Już dawno mnie tak Krasnaja Armija nie rozbawiła Muszą ostro pić tam w Moskwie! Pewnie to gruzińskie wino, które nakradli
: 2008-08-19, 19:11
autor: karol
ORP Generał K.Pułaski wpływa na Morze Czarne z "wizytą" do flot bułgarskiej i rumuńskiej
: 2008-08-19, 19:12
autor: Piotr S.
Czy Pułaski czasem nie będzie pierwszym naszym okręntem na morzu czarnym ?
: 2008-08-19, 19:31
autor: Wicher
Nie - parę razy na Czarnym przebywał ORP "Wodnik". Wizytował Odessę.

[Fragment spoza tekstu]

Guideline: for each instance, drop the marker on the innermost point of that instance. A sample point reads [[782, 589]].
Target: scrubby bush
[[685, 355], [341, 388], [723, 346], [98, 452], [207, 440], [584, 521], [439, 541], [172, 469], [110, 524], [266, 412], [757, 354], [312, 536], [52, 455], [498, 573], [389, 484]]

Chyba również "Iskra" ale tego nie jestem pewien.
: 2008-08-19, 21:54
autor: crolick
Czas na małe podsumowanie:
- rzekome uszkodzenie MOSKWY Exocetem okazało się bujdą. Po pierwsze o ile mi wiadomo DIOSKURIA nie ma żadnych rakiet na wyposażeniu, po drugie okręt został uszkodzony już w trakcie pierwszych nalotów i nie wychodził później już w morze.
- TBILISI nie zostało zatopione w morzu. Rzekomo już przed wojna był w złym stanie i pozbawione rakiet stało na sznurku
- najprawdopodobniej zatopioną jednostką był GIORGI TORELI, a jego pogromcą MIRAŻ (Nanuchka III). Najprawdopodobniej 4 kutry które atakowały sowiecki TF to jednostki CG
- w/g tego filmiku w Poti zatonęło co najmniej 6 jednostek -
Na tym filmie - http://censor.net.ua/go/offer/ResourceID/92815.html - widać, że zatopiono co najmniej:
2 GRYFY (wg innych źródeł 204 & 205)
TBILISI
CZAŁTUBO
AETI
oraz ciężko uszkodzono DIOSKURIA.
PS. Nie, ISKRA nie była nigdy na Morzu Czarnym. Był za to GRYF (II), KOPERNIK, WODNIK i GRYF (III).